Applying the physics of light in a photo-realistic environment could not always be artistically synthesized in simple formulas or fixed structures due to the complexity of the light phenomena. However, understanding the journey a ray of light has taken from its source to get to the screen could lead to a more scientific analysis of the image composition process to replicate and emulate the qualities and artifacts of light as the eye perceives it, interpreted by the lens of the camera.

This, the first of a two part course, looks at the key tools that are the building blocks for managing color and creating a photoreal composite. Perez provides a detailed foundation of nodes such as Grade, ColorLookUp, secondary operators (brightness, contrast, saturation), as well as valuable tips for using the Viewer and Pixel Analyzer.

As an overall goal, to log the events in the lifetime of a specific ray of light, Perez proposes a Mind Mapping Analysis Structure to translate the physics of light into mathematical operations within NUKE. This aims to create an articulated system of observation to guide compositing artists in their craft.

Victor Perez is an award winner visual effects supervisor and film director. Former compositor and well known as one of the most important contributors to the NUKE compositing community around the world.
 
Photorealism in Compositing with NUKE: Fundamentals
Watch our overview of the course

Class Listing

Class 1: Mind-mapping conceptualisation of light

In order to study all factors that influence our perception of light we have to structure a strategy of analysis of light by tracking the events that condition the appearance of the rays of light of the observed area from the source to the sensor. A mind map will develop a structured thought and a procedure which is essential for such a complex phenomena. A few examples show the mind map in action.

Class 2: Primary color transformation operators

Operators constitute the essential tool for the manipulation of the image in order to model the desired intent. Here you understand all basic primary operations, its mathematical correspondence, practical observation of values and distribution on the LUT analytics. Focus on the fundamentals of the Grade node and the advance application on the ColorLookUp node.

Class 3: Decoding the Characteristic Curve for matching

The Characteristic Curve is the DNA of any support and it conditions the look of an image captured to enable you to reproduce it you first need to understand it. This class demystifies this curve and starts bridging concepts and operations from the previous class to start building the fundamentals of the CG matching.
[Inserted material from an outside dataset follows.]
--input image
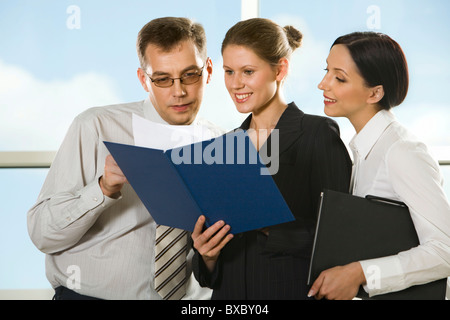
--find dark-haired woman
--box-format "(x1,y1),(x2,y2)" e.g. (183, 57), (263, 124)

Class 4: Secondary overall color operators

Understanding brightness, contrast and saturation. Different approaches to target light intensities for integration and effects based on ranges and area isolation. Analysis of relative values of the image such as Saturation and the characteristics of the non-reversible operations.

Class 5: Art as source of reference

Developing a visual narrative style and using light as a creative and narrative medium. A brief history of how painters use light and technique to tell stories beyond paint. Fundamentals of visual storytelling.

Class 6: Trust your values

Procedural guidelines for self-checking the Viewer. Using and understanding the Pixel Analyzer, transforming color from a perceptive point, TMI vs HSV vs RGB models. The mathematical match and the visual check.